Coming out of the mist, Agatha gaped at the Flowerground for the first time, speechless. Before her was a spectacular underground transport system, big as half of Gavaldon, made entirely of plants. Color-coded tree trunks crisscrossed like rail tracks in a bottomless cavern, whisking passengers dangling from vine straps to their respective destinations in the Endless Woods. The conductor, perched in a glass-windowed compartment inside ARBOREA’s green trunk, grumpily called stops into a willow microphone as flowertrains flitted by: “Maidenvale!” “Avalon Towers!” “Runyon Lane!” “Ginnymill!”
Whenever passengers heard their stop, they pulled hard on their vine strap; the strap fastened around their wrist, unfurled off their track, and ferried them high to one of many windwheel exits that churned them out of the Flowerground and up onto land.
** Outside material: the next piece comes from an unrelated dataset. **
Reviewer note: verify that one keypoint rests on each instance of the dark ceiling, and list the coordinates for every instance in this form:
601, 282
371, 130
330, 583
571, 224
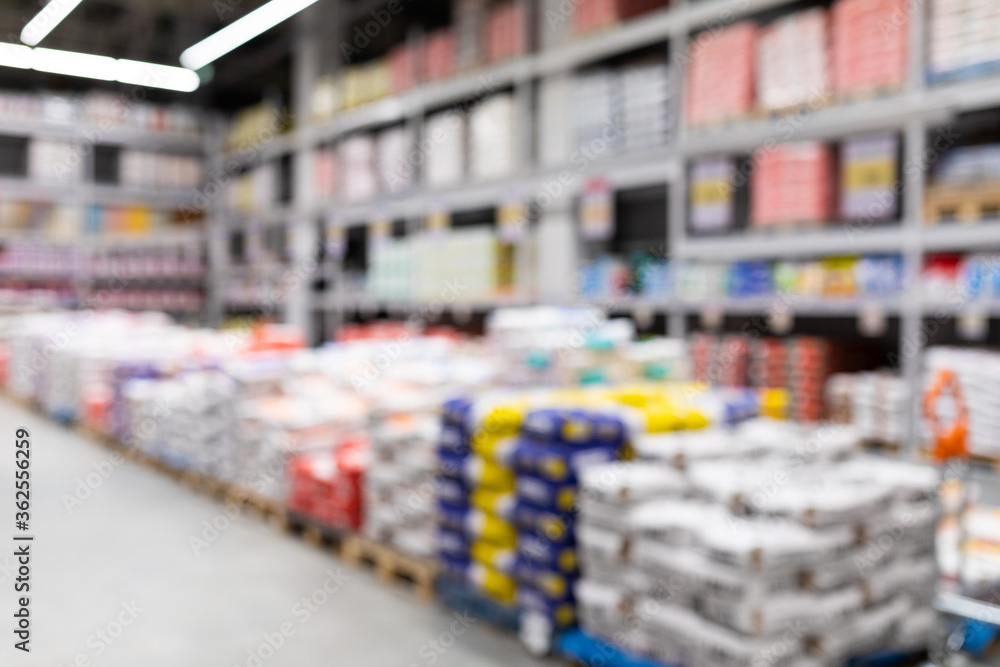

Agatha noticed their green line’s trunk was jam-packed with women in twittering conversation, some well dressed and cheerful, others oddly haglike and unattractive for Evers, while the red ROSALINDA LINE running perpendicular had only a few glum, scraggly-looking men. Under those two tree tracks, the yellow DAHLIA LINE buzzed with groups of beautiful and homely women, while its crisscrossing pink PEONY LINE had only three rumpled, dirty male dwarfs. Agatha didn’t remember the caterpillar saying anything about women and men sitting apart, but then again she couldn’t remember half his stupid rules.
She was distracted by two parakeets, feathers the color of a rain forest, who fluttered up with glasses of celery-cucumber juice and pistachio muffins. On the illuminated trunk above her head, an orchestra of well-dressed lizards struck up a baroque waltz on violins and flutes, accompanied by a chorus of caroling green frogs. For the first time in weeks, Agatha managed a smile. She inhaled the sweet, nutty muffin in one bite and washed it down with the tart juice.
In the harness next to her, Sophie sniffed and poked at her muffin.
“You going to eat that?” Agatha said.